Research: Microplastic Digestion: The Impact of Soil pH on the Rate of Digestion of Microplastic by Rhodococcus ruber

Mentor: Angela Brown

Awards: Somers Science Fair - Participant 2023

Research Location: Westchester- Tarrytown, Ossining and Yonkers, New York


Landfills are filling rapidly with plastic, as 91% of plastic produced is not being recycled. There are about over 335 million tons of plastic produced annually globally, and 35.7 million tons in the United States. Microplastics are plastic particles smaller than 5 mm.

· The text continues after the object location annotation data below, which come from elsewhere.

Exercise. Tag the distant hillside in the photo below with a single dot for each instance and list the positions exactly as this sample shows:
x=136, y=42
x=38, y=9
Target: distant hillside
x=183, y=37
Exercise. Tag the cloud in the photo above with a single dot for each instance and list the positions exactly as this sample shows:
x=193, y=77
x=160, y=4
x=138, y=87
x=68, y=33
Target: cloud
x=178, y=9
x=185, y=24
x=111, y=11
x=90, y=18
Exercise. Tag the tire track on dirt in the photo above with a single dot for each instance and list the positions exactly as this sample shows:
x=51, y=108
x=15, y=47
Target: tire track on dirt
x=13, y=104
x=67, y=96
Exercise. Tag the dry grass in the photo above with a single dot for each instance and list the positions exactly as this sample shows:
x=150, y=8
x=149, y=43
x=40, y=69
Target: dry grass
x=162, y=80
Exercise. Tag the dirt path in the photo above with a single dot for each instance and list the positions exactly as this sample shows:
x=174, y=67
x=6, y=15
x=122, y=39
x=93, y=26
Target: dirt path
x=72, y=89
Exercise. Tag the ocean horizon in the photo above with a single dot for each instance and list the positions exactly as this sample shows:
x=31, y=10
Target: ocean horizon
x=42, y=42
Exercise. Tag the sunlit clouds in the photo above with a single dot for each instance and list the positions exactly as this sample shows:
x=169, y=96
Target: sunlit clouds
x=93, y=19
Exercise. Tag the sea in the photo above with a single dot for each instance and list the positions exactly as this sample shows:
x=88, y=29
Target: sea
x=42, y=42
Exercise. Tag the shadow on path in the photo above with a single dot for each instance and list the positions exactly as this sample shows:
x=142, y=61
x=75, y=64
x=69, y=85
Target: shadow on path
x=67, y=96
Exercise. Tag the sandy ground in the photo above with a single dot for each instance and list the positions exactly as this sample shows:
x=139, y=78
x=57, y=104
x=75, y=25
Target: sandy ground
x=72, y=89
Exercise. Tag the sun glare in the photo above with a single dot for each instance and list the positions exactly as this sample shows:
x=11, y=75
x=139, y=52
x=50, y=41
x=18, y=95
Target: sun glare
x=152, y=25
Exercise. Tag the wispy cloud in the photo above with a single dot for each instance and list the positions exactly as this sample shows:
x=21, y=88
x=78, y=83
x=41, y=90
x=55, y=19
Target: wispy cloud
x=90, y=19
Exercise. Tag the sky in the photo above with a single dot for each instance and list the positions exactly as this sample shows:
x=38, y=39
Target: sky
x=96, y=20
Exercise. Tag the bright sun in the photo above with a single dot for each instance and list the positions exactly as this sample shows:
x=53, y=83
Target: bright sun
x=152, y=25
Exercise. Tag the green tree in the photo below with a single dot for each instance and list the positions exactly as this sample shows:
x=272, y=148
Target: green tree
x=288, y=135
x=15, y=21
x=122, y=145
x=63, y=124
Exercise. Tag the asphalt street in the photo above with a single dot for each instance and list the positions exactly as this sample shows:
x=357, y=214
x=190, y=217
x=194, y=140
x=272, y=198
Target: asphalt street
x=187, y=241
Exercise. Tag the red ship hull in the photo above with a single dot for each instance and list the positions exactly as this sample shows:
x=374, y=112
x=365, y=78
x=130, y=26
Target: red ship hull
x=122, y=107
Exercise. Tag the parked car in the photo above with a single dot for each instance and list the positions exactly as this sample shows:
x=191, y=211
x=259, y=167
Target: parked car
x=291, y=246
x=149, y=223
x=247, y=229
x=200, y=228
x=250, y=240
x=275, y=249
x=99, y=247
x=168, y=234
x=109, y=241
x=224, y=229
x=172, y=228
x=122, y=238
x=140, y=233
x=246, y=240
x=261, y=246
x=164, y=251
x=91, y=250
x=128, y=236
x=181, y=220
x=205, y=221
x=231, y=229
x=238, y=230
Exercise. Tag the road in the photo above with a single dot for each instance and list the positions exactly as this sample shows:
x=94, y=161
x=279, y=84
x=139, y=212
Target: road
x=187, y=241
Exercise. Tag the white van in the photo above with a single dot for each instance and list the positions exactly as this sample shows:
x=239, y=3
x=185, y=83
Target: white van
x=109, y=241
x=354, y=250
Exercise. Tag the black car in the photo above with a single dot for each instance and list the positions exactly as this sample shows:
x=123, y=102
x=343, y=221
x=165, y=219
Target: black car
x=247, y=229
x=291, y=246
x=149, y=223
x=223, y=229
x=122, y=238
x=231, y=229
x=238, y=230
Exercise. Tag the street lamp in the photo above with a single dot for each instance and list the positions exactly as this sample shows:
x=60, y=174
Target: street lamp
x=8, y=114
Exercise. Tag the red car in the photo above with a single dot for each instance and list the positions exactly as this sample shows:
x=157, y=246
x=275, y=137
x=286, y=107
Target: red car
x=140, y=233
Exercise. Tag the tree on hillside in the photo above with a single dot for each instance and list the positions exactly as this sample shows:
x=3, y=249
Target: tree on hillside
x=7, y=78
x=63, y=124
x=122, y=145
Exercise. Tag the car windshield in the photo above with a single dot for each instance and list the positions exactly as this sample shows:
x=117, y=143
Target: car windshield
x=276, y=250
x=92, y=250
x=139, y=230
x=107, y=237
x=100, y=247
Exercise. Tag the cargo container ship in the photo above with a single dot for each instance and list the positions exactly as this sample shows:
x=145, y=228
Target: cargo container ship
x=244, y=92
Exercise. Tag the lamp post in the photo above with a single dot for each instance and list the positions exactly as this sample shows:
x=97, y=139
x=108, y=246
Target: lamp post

Rhodococci are known for displaying a wide metabolic versatility and for their ability to transform a varied range of pollutants. The study was conducted in Yonkers, Tarrytown and Ossining in Westchester County, New York. Microplastic was made by blending plastic water bottles and evenly distributed into five sets of five different soil pH’s that were inoculated with Rhodococcus ruber. The samples were left alone for 5 months (May-September) and biweekly observations were taken on them. Soil was dehydrated, microplastic was filtered out using a floatation method with oil and water, then put in a Kl solution and centrifuged. The supernatant was removed and the microplastic was put on filter paper that was stained by Nile Red dye and quantified using the smartphone connected microscope. During the observations it was noted that there was no big change in the physical properties. There was no Rhodococcus growth and the microplastic looked the same. That was until the final month where the soil pH sets of 7 and 9 had mold-like growth all around the soil. It was found that each soil sample had at least 75% digestion rate and the soil pH of 7 had a 90% digestion rate. The p value for each sample was .05% which means that the results were considered statistically significant. The highest digestion rate of microplastic by Rhodococcus ruber was found in the soil pH of 5. This supports the idea that pH does have an impact on microbial biodegradation.

About this Scientist:

Abigail Gutierrez is a junior who is currently pursuing a Regents Diploma with a CTE certificate at Saunders Trade and Technical. She is going to apply to major in Biochemistry and minor in education or music at Columbia University next fall. After college she plans on enrolling in an M.D/PhD program and becoming a microbiologist, in order to pursue her dream of working in a lab and using microscopes to help the world. As well as showing that art and science go hand and hand.